I guess the last cheese sandwich which made an impression on me was a long time ago, on a trip to Washington, DC, with my cousins. We made the mistake of stopping at a place called the “Virginia Inn” somewhere around Ashland. I was probably 12 at the time, but I still vividly remember the so-called grilled cheese sandwich that they inflicted on me — it was cold and greasy, completely inedible, and I’m pretty sure it cost upwards of a dollar (and that was back when a dollar bought something). And it took forever for them to deliver it, too. The place has since gone out of business, and rightly so.

This blog hasn’t gone out of business, though I have been awfully quiet lately; I’ve thought about posting, but never when I’ve been near my computer with time enough to write something. I’ve been trying to do Technical Stuff at work (of late, my most effective programming tool has been PowerPoint, and that’s a sad state of affairs for someone whose title is “Distinguished Engineer”), and, as is always the case, programming tasks expand to fill all available time and mental capacity.

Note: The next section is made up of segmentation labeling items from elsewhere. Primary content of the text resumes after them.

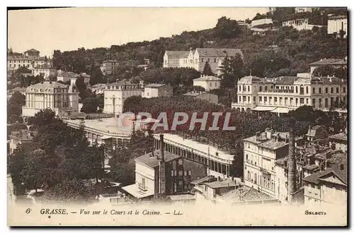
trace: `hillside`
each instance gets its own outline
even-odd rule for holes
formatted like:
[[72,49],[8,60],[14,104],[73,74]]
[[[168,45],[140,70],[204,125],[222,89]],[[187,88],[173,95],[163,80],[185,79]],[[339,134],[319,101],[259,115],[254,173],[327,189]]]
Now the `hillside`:
[[[291,11],[278,10],[273,15],[279,18],[293,16]],[[326,14],[331,13],[326,8]],[[313,15],[318,13],[313,13]],[[263,17],[259,15],[258,17]],[[276,50],[268,49],[277,45]],[[152,61],[151,68],[161,67],[165,50],[188,50],[190,47],[238,48],[244,54],[246,73],[260,77],[293,76],[308,71],[308,64],[324,58],[342,58],[347,56],[346,39],[334,39],[326,35],[326,29],[314,28],[312,31],[297,31],[289,27],[280,27],[278,31],[269,31],[264,35],[252,35],[246,27],[239,25],[234,20],[220,18],[215,28],[191,32],[183,32],[171,37],[160,37],[153,41],[130,42],[110,48],[76,51],[54,52],[54,64],[57,68],[80,73],[92,73],[105,59],[116,59],[122,66],[116,78],[125,76],[126,71],[132,71],[143,59]],[[135,70],[130,76],[142,71]]]

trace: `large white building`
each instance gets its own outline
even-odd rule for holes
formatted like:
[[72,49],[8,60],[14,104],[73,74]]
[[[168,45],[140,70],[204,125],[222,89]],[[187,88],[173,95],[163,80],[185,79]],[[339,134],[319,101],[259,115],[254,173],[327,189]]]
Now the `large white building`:
[[143,98],[170,97],[173,95],[173,88],[166,84],[151,83],[146,85],[142,93]]
[[79,92],[75,82],[66,85],[45,81],[27,88],[25,105],[22,107],[23,117],[34,116],[40,110],[51,109],[59,116],[79,114]]
[[193,79],[193,86],[204,88],[205,90],[220,88],[222,79],[215,76],[202,75],[200,78]]
[[[295,145],[301,143],[295,138]],[[244,184],[261,192],[277,197],[275,161],[289,153],[289,133],[267,129],[244,139]]]
[[[230,167],[234,155],[215,146],[183,138],[178,135],[164,133],[164,136],[165,150],[167,152],[207,165],[209,161],[209,174],[222,178],[230,177]],[[157,147],[160,138],[158,136],[154,136],[154,138],[155,147]]]
[[53,68],[53,60],[50,57],[40,56],[40,52],[30,49],[21,55],[7,56],[7,68],[8,71],[16,71],[19,68],[27,68],[32,71],[32,73],[43,75],[45,78],[49,76],[55,76],[55,69]]
[[114,116],[123,112],[124,101],[131,96],[142,96],[144,85],[133,84],[126,80],[108,84],[103,91],[104,113],[113,113]]
[[[303,105],[324,111],[346,103],[346,80],[336,77],[244,77],[238,82],[236,111],[287,113]],[[343,110],[346,111],[346,110]]]
[[239,49],[225,48],[196,48],[190,51],[166,51],[164,56],[164,68],[189,67],[198,71],[202,71],[204,66],[207,61],[210,65],[212,71],[217,73],[219,69],[219,61],[222,62],[227,55],[235,56],[240,54],[244,59],[244,54]]
[[346,34],[344,37],[348,36],[348,16],[336,16],[329,17],[327,23],[327,33],[330,35],[339,35],[343,30]]

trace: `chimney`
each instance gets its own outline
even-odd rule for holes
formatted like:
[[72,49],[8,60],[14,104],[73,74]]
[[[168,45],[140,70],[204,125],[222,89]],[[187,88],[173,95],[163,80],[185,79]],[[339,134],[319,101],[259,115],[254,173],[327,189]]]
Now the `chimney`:
[[289,201],[291,201],[292,194],[296,189],[296,157],[295,157],[295,136],[294,133],[294,128],[295,120],[294,118],[290,119],[290,129],[289,132],[289,158],[287,163],[289,165],[287,170],[288,179],[288,192]]
[[164,134],[160,134],[160,157],[162,162],[165,162],[165,152],[164,152]]

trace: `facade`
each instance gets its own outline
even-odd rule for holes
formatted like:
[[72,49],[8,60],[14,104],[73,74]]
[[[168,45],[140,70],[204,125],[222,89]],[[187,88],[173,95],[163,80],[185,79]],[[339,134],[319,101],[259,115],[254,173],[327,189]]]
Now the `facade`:
[[107,84],[105,83],[97,83],[91,87],[91,90],[96,95],[103,94],[106,87]]
[[202,71],[204,66],[207,61],[210,65],[212,73],[217,73],[219,61],[222,62],[227,55],[234,56],[240,54],[244,59],[244,54],[239,49],[226,48],[196,48],[190,51],[166,51],[164,56],[164,68],[188,67],[193,68],[198,71]]
[[338,35],[341,30],[343,30],[346,34],[344,37],[348,36],[348,16],[336,16],[329,17],[327,23],[327,34]]
[[329,133],[323,126],[309,126],[309,131],[306,134],[307,141],[314,143],[317,140],[326,139],[329,138]]
[[215,76],[202,75],[200,78],[193,79],[193,86],[200,86],[208,91],[219,88],[221,80],[221,78]]
[[[302,139],[296,138],[295,145]],[[289,133],[265,132],[244,139],[244,184],[261,192],[276,197],[275,160],[288,155]]]
[[304,179],[306,205],[346,205],[347,165],[340,164]]
[[[222,178],[229,177],[230,166],[234,156],[224,152],[216,147],[206,145],[197,141],[184,138],[184,137],[172,134],[164,133],[164,145],[168,153],[181,156],[185,160],[209,165],[207,172],[210,175]],[[154,136],[155,147],[157,147],[160,138]]]
[[118,61],[115,60],[103,61],[100,67],[101,71],[103,76],[114,74],[114,69],[118,65]]
[[207,175],[205,165],[164,150],[163,137],[159,149],[135,160],[135,184],[122,188],[134,200],[189,193],[190,182]]
[[195,99],[206,100],[215,104],[219,103],[217,95],[211,94],[207,92],[195,91],[183,94],[183,95],[192,97]]
[[313,75],[318,75],[318,73],[314,73],[314,71],[320,66],[331,66],[334,68],[346,68],[348,65],[347,57],[344,59],[321,59],[319,61],[312,62],[309,64],[310,66],[310,73]]
[[9,136],[9,151],[8,154],[12,155],[18,146],[26,146],[32,143],[35,131],[23,129],[18,131],[12,131]]
[[104,113],[113,113],[114,116],[123,113],[124,101],[131,96],[141,96],[144,85],[133,84],[125,80],[107,84],[103,91]]
[[7,56],[7,68],[8,71],[15,71],[18,68],[27,68],[30,71],[38,66],[53,67],[53,60],[47,56],[40,56],[39,51],[30,49],[23,55]]
[[348,135],[346,133],[339,133],[329,136],[329,146],[332,149],[348,151]]
[[7,100],[8,100],[12,95],[13,95],[14,92],[16,91],[19,92],[22,95],[25,95],[25,90],[27,90],[26,88],[15,88],[12,90],[9,90],[7,91]]
[[295,13],[312,12],[312,7],[295,7]]
[[47,108],[60,117],[79,114],[79,92],[74,80],[70,85],[46,81],[27,88],[22,116],[34,116],[37,112]]
[[232,107],[278,114],[304,105],[323,111],[341,110],[341,103],[348,102],[346,80],[336,77],[247,76],[239,80],[237,102]]
[[266,204],[278,203],[269,195],[248,186],[236,179],[205,177],[193,181],[195,202],[198,203]]
[[52,65],[39,65],[33,68],[33,72],[35,76],[41,76],[45,80],[48,80],[50,77],[55,77],[57,76],[57,69],[52,67]]
[[[74,129],[79,129],[80,124],[82,122],[80,119],[68,119],[64,121]],[[85,125],[84,130],[86,136],[91,145],[93,143],[99,145],[104,143],[108,148],[115,149],[127,145],[130,141],[132,128],[130,130],[120,129],[118,127],[118,118],[103,118],[100,120],[86,119],[83,123]]]
[[170,97],[173,95],[173,88],[166,84],[151,83],[144,87],[143,98]]

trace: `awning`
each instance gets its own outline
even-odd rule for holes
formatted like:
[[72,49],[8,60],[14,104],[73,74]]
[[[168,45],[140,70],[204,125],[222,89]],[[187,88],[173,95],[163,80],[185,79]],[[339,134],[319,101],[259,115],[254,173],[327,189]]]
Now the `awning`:
[[137,184],[136,184],[122,187],[122,189],[126,192],[127,192],[129,194],[137,198],[143,198],[154,195],[153,191],[149,189],[147,191],[144,191],[142,189],[139,189]]
[[253,111],[272,111],[276,109],[276,107],[263,107],[263,106],[257,106],[254,109],[253,109]]
[[289,112],[289,109],[287,107],[277,107],[274,110],[270,111],[271,112],[276,112],[276,113],[288,113]]

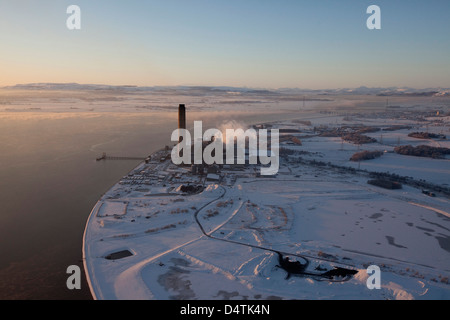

And I’ve been reading books at home rather than sitting on the computer till all hours; I decided it was time to work on some of the backlog which I’d picked up at Worldcon last August — perhaps after I finish those books, I’ll find the piles buried elsewhere in the house from previous years. So four of the last five books I’ve read were old SF:

  • Age of Miracles by John Brunner — not one of his best by any means; the characters were almost as cardboardy as typical Asimov, and the ideas weren’t nearly as enticing
  • The Jagged Orbit, again by Brunner — this was far better, although not as good as Stand on Zanzibar or The Shockwave Rider. The dystopian future Brunner conjectures here, with the US becoming a very segregated and heavily armed society, did not come to pass — but it sure resembles the descriptions of Iraq in the news this week.
  • Rogue Star by Frederick Pohl and Jack Williamson — perhaps this book would have made more sense if I’d read the first two books of the Starchild Trilogy before reading this one. But I doubt it.
  • Jack of Eagles by James Blish — this was my favorite of this batch, a fast-moving tale of one man’s discovery of his psi powers, a conspiracy aimed at world domination, and how he triumphed. The copy I bought was a UK edition, printed in 1975 (and, interestingly, sans copyright notice), but the book was clearly set in an earlier era — the protagonist was going to be evicted because a girl let herself into his apartment (stealing a passkey to do so), and by 1975, that would not have been very believable. A quick check on Amazon reveals that the book was actually written in 1952, which makes the setting much more understandable!

The other book I read recently was nonfiction; The Holy Thief by Rabbi Mark Borowitz. Borowitz started life as a nice Jewish boy in Cleveland, but after his father died at age 14, he went to hell (more-or-less literally), beginning a career as a criminal which sent him to prison twice. The second time, he realized that he was on a death trip, and turned back to Judaism , eventually becoming the rabbi at Beit T’Shuvah in Los Angeles. I almost literally could not put the book down and finished it in two sittings; Diane had a similar reaction. By coincidence, while we were reading the book, Jeff was in LA on a class trip from school, where they visited Beit T’Shuvah, although he didn’t get to meet Rabbi Borowitz. This book will be the Shir Hadash book group book for June — highly recommended.